When sourcing talent for open roles, many companies keep their hiring searches to local candidates—and it makes sense. Why pay for relocation assistance when you don’t have to? But did you know that Uncle Sam picks up a portion (if not all) of a transitioning military veteran’s moving expenses when they leave active duty? Meaning, depending on the location of your company, you could hire a veteran from almost anywhere in the United States and have their relocation costs covered.
If you feel like you’ve been picking over the same local talent pools for too long, it might be time to cast a wider net and start recruiting transitioning veterans—regardless of their current address.
Here’s How it works
Members of the military are familiar with PCS, but for the civilians reading this, PCS stands for Permanent Change of Station. Ever heard an Army brat talk about their eight elementary schools? Or an Army spouse talk about their lightning-fast moving strategies? Service men and women tend to move around a bit. Every time the government relocates a military service member, they cover an individual’s (or family’s) costs for PCS.

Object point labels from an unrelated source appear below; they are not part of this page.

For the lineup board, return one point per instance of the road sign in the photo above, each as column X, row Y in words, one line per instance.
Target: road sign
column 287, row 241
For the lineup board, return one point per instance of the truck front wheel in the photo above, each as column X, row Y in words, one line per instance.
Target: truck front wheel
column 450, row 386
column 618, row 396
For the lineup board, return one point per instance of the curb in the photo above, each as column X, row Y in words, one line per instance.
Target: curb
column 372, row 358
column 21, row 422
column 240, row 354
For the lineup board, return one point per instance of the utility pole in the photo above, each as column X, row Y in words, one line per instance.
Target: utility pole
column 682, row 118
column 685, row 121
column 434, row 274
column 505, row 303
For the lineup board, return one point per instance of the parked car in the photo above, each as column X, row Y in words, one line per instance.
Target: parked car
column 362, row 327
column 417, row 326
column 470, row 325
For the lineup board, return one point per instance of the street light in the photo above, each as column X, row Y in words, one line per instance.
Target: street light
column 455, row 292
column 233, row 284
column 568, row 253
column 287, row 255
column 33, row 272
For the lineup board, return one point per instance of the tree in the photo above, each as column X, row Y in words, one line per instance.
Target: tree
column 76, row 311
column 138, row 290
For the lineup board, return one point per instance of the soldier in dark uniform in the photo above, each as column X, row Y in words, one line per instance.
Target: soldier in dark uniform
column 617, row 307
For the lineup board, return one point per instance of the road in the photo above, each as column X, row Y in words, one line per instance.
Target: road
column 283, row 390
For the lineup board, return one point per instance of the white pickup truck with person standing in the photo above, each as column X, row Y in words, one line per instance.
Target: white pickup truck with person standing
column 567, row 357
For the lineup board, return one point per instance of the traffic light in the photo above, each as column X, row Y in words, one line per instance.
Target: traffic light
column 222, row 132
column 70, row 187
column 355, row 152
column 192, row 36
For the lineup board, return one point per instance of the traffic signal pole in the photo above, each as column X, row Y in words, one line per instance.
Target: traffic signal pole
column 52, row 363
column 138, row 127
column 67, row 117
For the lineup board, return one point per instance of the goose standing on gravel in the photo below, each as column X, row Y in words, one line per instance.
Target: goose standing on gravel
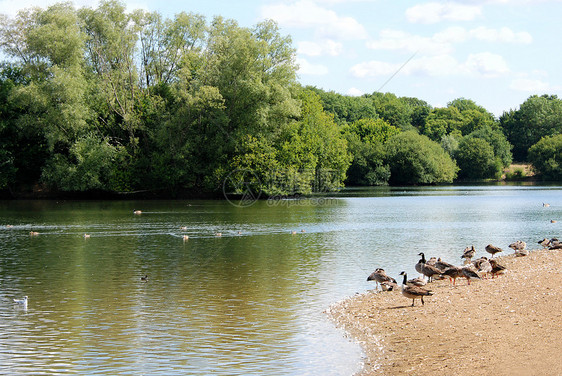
column 497, row 269
column 428, row 270
column 492, row 249
column 468, row 254
column 413, row 292
column 380, row 276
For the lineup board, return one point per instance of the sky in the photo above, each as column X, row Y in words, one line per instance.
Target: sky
column 494, row 52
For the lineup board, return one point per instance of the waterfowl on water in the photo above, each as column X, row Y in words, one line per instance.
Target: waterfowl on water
column 468, row 254
column 413, row 292
column 497, row 269
column 22, row 302
column 380, row 276
column 492, row 249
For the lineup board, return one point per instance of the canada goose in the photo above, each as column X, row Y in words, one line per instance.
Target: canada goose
column 468, row 254
column 469, row 274
column 428, row 270
column 453, row 273
column 389, row 286
column 442, row 265
column 492, row 249
column 413, row 292
column 497, row 268
column 518, row 245
column 416, row 282
column 482, row 266
column 380, row 276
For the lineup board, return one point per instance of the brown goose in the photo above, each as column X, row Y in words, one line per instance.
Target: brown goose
column 497, row 269
column 468, row 254
column 380, row 276
column 492, row 249
column 413, row 292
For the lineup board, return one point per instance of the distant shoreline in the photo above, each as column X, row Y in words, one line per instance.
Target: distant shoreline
column 509, row 325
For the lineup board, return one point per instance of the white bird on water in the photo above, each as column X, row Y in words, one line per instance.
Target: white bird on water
column 22, row 302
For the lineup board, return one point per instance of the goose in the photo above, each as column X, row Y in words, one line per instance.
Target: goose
column 468, row 254
column 389, row 286
column 453, row 273
column 497, row 268
column 469, row 274
column 22, row 302
column 483, row 266
column 416, row 282
column 428, row 270
column 518, row 245
column 492, row 249
column 380, row 276
column 413, row 292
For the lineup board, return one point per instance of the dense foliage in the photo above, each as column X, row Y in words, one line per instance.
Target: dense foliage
column 103, row 99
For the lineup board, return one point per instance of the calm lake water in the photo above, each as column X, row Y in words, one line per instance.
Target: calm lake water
column 250, row 302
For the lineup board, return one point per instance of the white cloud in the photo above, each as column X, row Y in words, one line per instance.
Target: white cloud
column 433, row 12
column 354, row 92
column 486, row 64
column 307, row 68
column 504, row 34
column 532, row 85
column 307, row 14
column 321, row 48
column 482, row 65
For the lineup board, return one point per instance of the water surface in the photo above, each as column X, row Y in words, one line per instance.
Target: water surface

And when a service member transitions to civilian life, the U.S. government will cover the costs to relocate a service member from their final duty station to their home of record—even if they aren’t moving back home—provided the destination is equidistant to the service member’s home of record.
Here’s an example. Let’s say a service member exits the military while stationed in San Diego, CA, finds a job in Louisville, KY, and their home of record is Corpus Christi, TX. The distance from San Diego to Corpus Christi is about 1,400 miles, and the distance from San Diego to Louisville, KY is roughly 2,000 miles. The government will pay all relocation costs for the service member to pack up and move 1,400 miles, leaving the new employer to cover only around 600 miles in travel costs.
And if the cost for relocation is less than the distance from the final duty station to the home of record? Even better. All moving costs are covered, and oftentimes, this is the case.
When it comes to drawing from a bigger pool of talent—without having to foot the tab on relocation costs—this seems like a pretty good deal to me.
And here’s how to make it work for you
If you’re looking to tap into a network of transitioning veterans, I’d recommend working with a recruiting firm that has already built a pipeline of veteran talent. And here’s a shameless plug: Lucas Group has been building relationships with all branches of the military since 1970.
Keep in mind, though, that there are still costs you may have to take on. Interviewing your candidate in person will be a logical step in the hiring process, so you may have to pay for flights and lodging to bring the candidate on-site. But if you’re recruiting a leadership hire or a pivotal role, the positive impact a veteran can bring to your bottom line will far exceed the bill for bringing them to town for an interview.
And as I’ve written before, service veterans tend to be stronger leaders and better performers. Snapping up great talent from across the country without having to pick up the tab for moving expenses? Sounds like a win-win.